Second, Wilcox relocated her lab from the Worcester Polytechnic Institute to Penn, specifically the School of Engineering and Applied Sciences. With this move, she brought her robust research team to continue her work here at Penn. Research Assistant Professor Peter Psarras currently heads up Wilcox’s Clean Conversions Lab, leading a team of who are overseeing several key projects.
Oxide Looping for Direct Air Capture
This project, underway at Pennovation, explores which reactive materials best remove CO2 from the air. In addition to selecting and testing different materials for effective mineral carbonation, the research team is also comparing CO2 uptake based on exterior conditions like air temperature and humidity.
State Mapping Study
In partnership with the Nature Conservancy, the lab is working on a custom plan to help the state of Nevada achieve its Net-Zero by 2050 goal—through decarbonization and carbon removal. The plan considers the state’s assets and liabilities—for example, Nevada has a lot of opportunities for geothermal and solar but doesn’t have many forests (for carbon sinks). The goal is to create a sliding scale of options—from more decarbonization and less carbon removal to the flip side. From there, the team hopes to apply this model to other states.
Coal Mine Remediation
With so many coal mines approaching retirement—often for financial or environmental reasons—the question remains: which mines should retire first?
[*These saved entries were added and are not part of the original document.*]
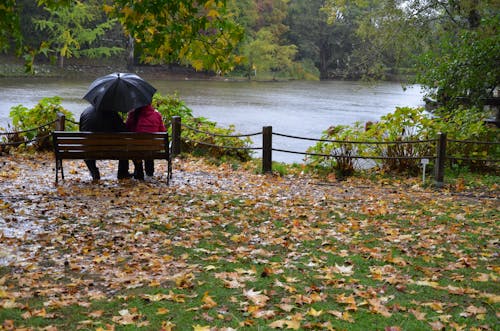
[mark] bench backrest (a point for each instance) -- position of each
(110, 145)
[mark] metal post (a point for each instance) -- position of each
(61, 122)
(440, 160)
(267, 149)
(176, 135)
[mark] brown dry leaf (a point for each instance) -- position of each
(418, 314)
(437, 326)
(208, 302)
(377, 307)
(162, 311)
(96, 313)
(256, 297)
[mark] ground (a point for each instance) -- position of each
(80, 242)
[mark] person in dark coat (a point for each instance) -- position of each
(102, 121)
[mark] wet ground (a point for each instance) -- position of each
(33, 208)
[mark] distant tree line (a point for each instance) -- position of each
(450, 47)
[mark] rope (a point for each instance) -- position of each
(474, 142)
(29, 130)
(358, 156)
(219, 146)
(357, 142)
(71, 121)
(222, 135)
(17, 143)
(471, 159)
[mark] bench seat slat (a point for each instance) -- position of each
(110, 146)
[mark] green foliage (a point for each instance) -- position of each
(405, 124)
(9, 25)
(411, 133)
(335, 151)
(198, 33)
(463, 69)
(171, 105)
(72, 31)
(199, 135)
(468, 124)
(37, 121)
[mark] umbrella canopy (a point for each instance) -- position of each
(120, 92)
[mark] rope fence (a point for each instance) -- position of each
(439, 144)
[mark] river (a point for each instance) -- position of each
(299, 108)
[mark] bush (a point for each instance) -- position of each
(335, 154)
(403, 127)
(469, 125)
(35, 124)
(402, 130)
(194, 140)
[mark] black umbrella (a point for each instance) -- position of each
(119, 92)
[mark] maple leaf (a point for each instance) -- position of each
(437, 326)
(418, 314)
(208, 302)
(344, 270)
(315, 313)
(377, 307)
(256, 297)
(279, 324)
(96, 313)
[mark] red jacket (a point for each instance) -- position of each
(145, 119)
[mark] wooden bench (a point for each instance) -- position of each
(77, 145)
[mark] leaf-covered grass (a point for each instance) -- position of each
(225, 248)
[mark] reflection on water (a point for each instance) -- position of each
(302, 108)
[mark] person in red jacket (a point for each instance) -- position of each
(144, 119)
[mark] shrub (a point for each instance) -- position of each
(194, 140)
(403, 127)
(469, 125)
(37, 123)
(407, 132)
(334, 152)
Looking at a range of factors, including labor impacts, pollution levels, economic viability, etc., the lab is working to provide quantifiable data and helpful direction for coal communities.
Indirect Carbonation of Alkaline Waste
Also connected to mine remediation, lab researchers are exploring chemistry that could support the process of reverse mining, or backfilling mines with mine waste infused with CO2. This process would clean the atmosphere while offering mine owners a more valuable product—a qualified carbon offset. An additional health benefit occurs with mine waste composed of asbestos. Reacting CO2 with asbestos alters it from a fibrous mineral (that can be inhaled) into a more benign form.
Flexible Carbon Capture and Storage Modeling
In collaboration with Colorado State University and with funding from ARPA-E, the team continues to work on computer modeling for natural gas power plants with carbon capture systems (NGCC) in a future with increased renewables on the grid. This system includes a solution that stores both hot and cold energy when the NGCC plant is not contributing to the grid (i.e. during peak solar hours): the stored heat circles back to the carbon capture system and the stored cold energy feeds the natural gas plant, improving efficiency while reducing emissions.